The proposal would have expanded the definition of indecent exposure to "include garments that give the appearance of a person's buttocks, genitals, pelvis or female nipple."
Poor guy. He obviously suffers from a rare and inconvenient hormonal imbalance which makes him a blithering idiot in the presence of female flesh, so he has to punish women by dictating what they can and cannot wear. Kind of like the greybeards who want women to imprison themselves in niqabs because their hair gives off libidinous rays which overpower men.
If these folks from Montana to the Middle East lived in 12th-century England, they would have had to boil their eyeballs every night. It used to be very fashionable for men to wear a codpiece–a bag or pouch stuffed with sawdust and worn over the crotch to make it look huge and bulging. Henry VIII, in his athletic youth, was quite a sex symbol and praised for his impressive codpiece and nicely-turned calves.
Tight-fitting breeches, the ancient version of yoga pants, put the family jewels on display, and remained staples of the masculine wardrobe until the drain-pipe trousers became popular in the late 1800s. It is even rumoured that Prince Albert, husband to Queen Victoria, had a piercing down there–to allow the appendage to be fastened to the thigh so the skin-tight royal pants could fit properly. Probably just a nasty bit of celebrity gossip, but you get the point.
After Janet Jackson in 2004 bared a nipple in a SuperBowl half-time performance with Justin Timberlake and called it a wardrobe malfunction, fashion watchers have made capturing "nip-slips'' on the red carpet a fulltime hobby. But Janet and other modern headliners had nothing on 18th-century French women who put decolletage on display as if serving it up on a platter like a well-dressed ham. Women competed to see how low their friends would go and the bodices were so daring that one false move and the plump petals would be exposed.

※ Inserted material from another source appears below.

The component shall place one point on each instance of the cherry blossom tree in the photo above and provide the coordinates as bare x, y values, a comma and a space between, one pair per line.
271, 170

Madame would then appropriately appear ever so shocked.
In the 1900s, the X-ray dress was all the rage in some circles. In August 1913, the Chief of Police of Los Angeles announced his intention to recommend a law banning the transparent trend.
And the Mayor of Pittsburgh ordered the arrest of anyone caught on the street in the diaphanous X-ray dress–proof positive that boring old men find positions of power in every decade.
Just think what the Royal Family would be like today if Kate Middleton had not modelled a see-through dress at a charity fashion show in 2002 and caught Prince William's eye. The dress, by the way, later sold at an auction for US$127,500.
Women usually get the worst of rules and laws about clothing. In the Middle Ages sumptuary laws were passed to regulate how much people spent on clothing and to preserve class distinctions. You were what you wore, for real. King Edward III in the 14th century declared that "no knight under the estate of a lord, esquire or gentleman, nor any other person, shall wear any shoes or boots having spikes or points which exceed the length of two inches, under the forfeiture of 40 pence," which sounds like more like a safety code.
Women, on the other hand, were to be dressed according to the position of their fathers or husbands. Wives and daughters of servants were not to wear veils above 12 pence in value. The wife or daughter of a knight was not to wear cloth of gold or sable fur. And the wife or daughter of a labourer was not to wear a girdle garnished with silver.
While women are often the subject of fashion restrictions invented by foolish, idle men, there was once a young Roman lawyer who got his toga in a twist.
He pleaded his first case in a see-through toga with nothing on underneath. As the account goes, the judges dealt with the costume affront in a novel way: they ordered him to plead his case naked, since that would be a more "honest" presentation.